The first pioneer I’d like to recognize is Louis Braille. Of course, this may seem like an obvious choice and he’s probably one of the first “pioneers” you’d think of with respect to blindness. I am very appreciative of his creative mind and diligence in creating what we know today as the Braille code. Louis Braille definitely faced his own share of nay Sayers and doubters. Braille (the medium) has opened up so many opportunities to me with respect to literacy. I drug my feet for a long time in learning it, and will admit I’m not the fastest or best Braille reader, but I’m grateful for this method which opened up the world of literacy to me again in new ways . Yes, I may be able to read very, very large print, use magnification, or even audio sources for reading, but there is truly a different part of your brain which is engaged when you are engaging in “active” reading and taking the words on the page and interpreting them yourself. I love the ability to be able to read aloud to my daughter from a Twin Vision book in Braille, or be able to write notes for a presentation. I also love that Braille allows my husband to read aloud to us when we read our scriptures as a family, or that I can go to a meeting and read an agenda along side my sighted peers. Thank you Louis Braille.

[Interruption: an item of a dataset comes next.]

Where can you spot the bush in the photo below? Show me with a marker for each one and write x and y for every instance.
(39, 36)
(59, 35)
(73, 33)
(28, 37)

The second pioneer I’ve chosen is Jacobus tembroek. This is probably a lesser known individual to most, but I chose him for his work in orchestrating the first organized blind movement. Whether you’re a member of the National Federation of the Blind (NFB), American Council of the Blind(ACB), any other blindness group, or none at all, your life as a blind or low vision person has been impacted in some way or another by advocacy work of blindness organizations. temBroek’s work as the founder of the NFB in 1940 blazed the trail for advocacy for and by the blind. We as blind people today enjoy many more rights and civil liberties as result of organized blindness groups. For example, the right to carry a cane, better employment opportunities through anti-discrimination laws, access to educational opportunities, and so much more.

Lastly, I’ve chosen Joann Wilson, the founder of the LouisianaCenter for the Blind. Her influence may not be as far reaching or broadly known as the former two individuals; nevertheless, it has had quite an impact on the lives of hundreds of blind individuals and innumerable ripple effects. Wilson founded the LCB in 1985 as a rehabilitation and training center for blind and low vision individuals. Her center was based on the model of training used by Kenneth Jernigan (another pioneer in the field of blindness in his own right) originally at the Iowa Commission for the Blind in the sixties and seventies. The style of training and methods implemented at the LCB was vastly different from conventional training methods used in traditional rehabilitation programs at that time. Because of its high expectations, structured discovery learning methods, and philosophy based on empowerment and independence, the LCB has flourished over the years to become one of the top , if not the top training and rehabilitation center in the country with alumni from across the country and other countries . Many state and private training agencies around the country model their training practices after the practices of the LCB, even sending instructors there for professional development and training. The LCB also established a partnership with Louisiana Tech University under Wilson’s guidance and now has several teacher training programs which help train orientation and mobility specialists and teachers of the blind in the philosophy modeled at the LCB. I too am a graduate of the LCB and of the teacher programs at LTU and have a strong testimony of the practices used there to teach blindness skills. This model truly surpasses conventional approaches to training in blindness skills. I could go on for hours pointing out the differences, and giving examples of individuals who initially received conventional training, but whose lives and abilities were changed by the training they received afterward from the LCB. I know personally the confidence and empowerment this model of training can have on the lives of someone who is blind or low vision. Mrs. Wilson’s work continues on through the actions and examples of all those who pass through the doors of this center. Thank you Joanne Wilson for your hard work and dedication in establishing this center.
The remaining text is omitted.